[Python-ideas] except expression
Andrew Barnert
abarnert at yahoo.com
Thu Feb 20 17:05:03 CET 2014
On Feb 20, 2014, at 7:24, Yann Kaiser <kaiser.yann at gmail.com> wrote:
> I too am uncomfortable with re-purposing except ...: from introducing
> a block to introducing either a block or an expression. "Keyword then
> colon" is a great indicator for when you should start a new indent,
> especially with regards to learners. Lambda undermines this enough as
> it is, and dicts/slices don't have a keyword preceding them.
>
> I think we aren't going deep enough into the rabbit hole. Why restrain
> ourselves to trying to cram try-except-finally into an expression,
> losing the finally part, when we already have a tool right under our
> eyes, as Nick Coghlan pointed out, which leverages try-except-finally
> entirely in a concise fashion, the with statement.
>
> If context managers are amended to support a return value(maybe even
> transforming one?), a with-expression could look like:
This is a really interesting idea. Or maybe two connected but somewhat separate ones. Either way, I think this is worth fleshing out and making a new post out of. I suspect a lot of people will miss it buried in the middle of this gigantic thread.

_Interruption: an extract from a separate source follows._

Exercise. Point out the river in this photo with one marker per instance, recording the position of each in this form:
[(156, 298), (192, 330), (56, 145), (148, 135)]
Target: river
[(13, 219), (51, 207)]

> last = L.pop() with default(None, IndexError)
> x = expr with produce_default(expensive_op, AnException)
> contents = f.read() with open('filename') as f
> d = Decimal(1) / Decimal(7) with Context(prec=5)
>
> The syntax is cleaner, including when easing the original problem, and
> is capable of so much more. I seem to be lacking modesty today,
> because it seems like this is worth scrapping except-expression for
> it.
>
> (Sorry for the incorrect placement of my reply, I just subscribed.)
>
> On 20 February 2014 15:49, Andrew Barnert <abarnert at yahoo.com> wrote:
>> On Feb 20, 2014, at 5:45, "M.-A. Lemburg" <mal at egenix.com> wrote:
>>
>>> On 20.02.2014 02:18, Chris Angelico wrote:
>>>> On Thu, Feb 20, 2014 at 11:15 AM, Ethan Furman <ethan at stoneleaf.us> wrote:
>>>>> result = 1/x except ZeroDivisionError -> NaN
>>>>>
>>>>> For the record, I could just as easily live with the colon instead of the
>>>>> arrow.
>>>>
>>>> Time to open up this branch of the discussion... colon or arrow?
>>>>
>>>> For the purposes of this debate, I'm comparing these two notations,
>>>> and nothing else:
>>>>
>>>> result = 1/x except ZeroDivisionError -> NaN
>>>> result = 1/x except ZeroDivisionError: NaN
>>>
>>> I'm -1 on both of them.
>>>
>>> The colon should stay reserved for starting new blocks of statements.
>>
>> So you don't like the colon in lambdas, dict displays, or slices?
>>
>> [snip]
>>
>>> I also find it disturbing that people are actually considering
>>> to use this expression form as a way to do quick&dirty suppression
>>> of exceptions.
>>
>> Agreed. Especially after Nick Coghlan demonstrated that we already have a more readable and more concise way to do it without abusing anything:
>>
>> with suppress(IOError): os.remove('/')
>>
>> Who sees that and says, "I like that it's one line, but if only it could be a longer line, with more keywords, and misleadingly imply a useful value"?
>>
>> [snip]
>>
>>> Sometimes I wish we had expression objects in Python to wrap
>>> expressions without evaluating them - sort of like lambdas
>>> without arguments but with a nicer syntax. These could then
>>> be used to implement a default() builtin.
>>
>> There's no "sort of" about it; you want lambda with a nicer syntax.
>>
>> I sympathize with that. Why do you think Haskell gets away with catch being a function when other functional languages don't? Maybe it's this:
>>
>> catch \-> expensive_call \-e> (dangerous_default e)
>>
>> vs. this:
>>
>> catch(function() { expensive_call() }, function(e) { dangerous_default(e) }
>>
>> That being said, I don't know that it would have the same benefits in Python. In a language that already encourages defining functions all over the place like JavaScript or OCaml, the verbose syntax is painful. But Python isn't like that. Haskell also has a one-character compose operator, which I love in Haskell and would love in JS, but I don't miss it in Python. (We don't even have a compose function in the stdlib.) Python lets you use functional style when it's the obvious way to express something, but doesn't force it on you when it isn't.